Solved – Why nowadays ML algorithm rarely use optimizing functions based on newton method

deep learninggradient descentmachine learningMATLAB

I am currently working on coursera Andrew Ng's machine learning course, and wonder why nowadays deep learning algorithms do not use fminunc (assuming a Matlab/Octave environment) for optimizing weights.

In my knowledge, fminunc does not have to set learning rate so I think it would be convenient to optimize weights compared to gradient-descent models.

Is there any disadvantages when i use fminunc instead of gradient descent optimizing functions?

Best Answer

I assume by fminuc, you assume the function from Matlab or Octave. I took the liberty of editing your question to add the corresponding tags. If I do this in octave

>> help fminunc

among other things, I get this line

Function File: [X, FVAL, INFO, OUTPUT, GRAD, HESS] = fminunc (FCN,
     ...)

This doesn't tell me what algorithm is exactly used by this function, but there is one alarming variable that screams that this function is not fit for training neural networks: the varible HESS.

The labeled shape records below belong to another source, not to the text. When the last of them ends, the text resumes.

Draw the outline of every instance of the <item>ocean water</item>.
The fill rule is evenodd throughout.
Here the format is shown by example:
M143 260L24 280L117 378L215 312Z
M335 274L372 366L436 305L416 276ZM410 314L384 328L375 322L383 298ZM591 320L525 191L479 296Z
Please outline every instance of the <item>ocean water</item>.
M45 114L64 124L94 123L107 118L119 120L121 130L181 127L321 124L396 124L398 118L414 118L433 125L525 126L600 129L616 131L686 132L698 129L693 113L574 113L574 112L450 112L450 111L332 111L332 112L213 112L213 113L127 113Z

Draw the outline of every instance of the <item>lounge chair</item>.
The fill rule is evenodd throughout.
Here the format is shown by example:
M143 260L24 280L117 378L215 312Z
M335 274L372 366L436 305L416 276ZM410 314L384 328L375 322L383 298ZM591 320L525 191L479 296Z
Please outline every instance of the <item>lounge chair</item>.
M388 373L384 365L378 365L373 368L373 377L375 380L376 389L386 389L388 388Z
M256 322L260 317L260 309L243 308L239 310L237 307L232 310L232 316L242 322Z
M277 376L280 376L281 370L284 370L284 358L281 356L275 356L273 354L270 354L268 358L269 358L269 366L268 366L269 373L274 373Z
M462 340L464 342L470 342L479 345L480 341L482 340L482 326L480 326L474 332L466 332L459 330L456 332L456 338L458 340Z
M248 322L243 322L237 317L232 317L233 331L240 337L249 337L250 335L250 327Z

So, this function computes the Hessian. This does not surprise me since in your question, you said that it did not need a learning rate. Minimization functions that do not need a learning rate need to be, simply put, aware of the curvature of the cost function. Well known examples are Gauss-Newton and Levenberg-Marquardt in which the Hessian is explicitly computed. On the other hand, you have other, lighter algorithms like l-bfgs that only approximate the Hessian. Eitherway, this is way too expensive. Imagine your cost function is

$\begin{equation} F:\mathbb{R}^n\rightarrow\mathbb{R}^m\end{equation}$

then, its Hessian is of size $n \times n$. That is ok if you have a reasonnably small function. But, in deep learning, you easily can end up with millions of parameters, i.e. $n=10^6$. So the Hessian is way to big to compute! This should also answer your question on Newton's method, since its very essence is to use the Hessian.

This is why algorithms like stochastic gradient descent are popular in machine learning. Plus, don't forget that even normal gradient descent is impossible in deep learning, because you have to approximate the gradient of the cost function using batches.

Also, one could argue that this line from the documentation

'fminunc' attempts to determine a vector X such that 'FCN (X)' is a
 local minimum.

goes agains what you want in deep learning, since you seek the global minimum. However, as this paper seems to indicate (I might be wrong, I haven't read all the details), this is probably not a problem.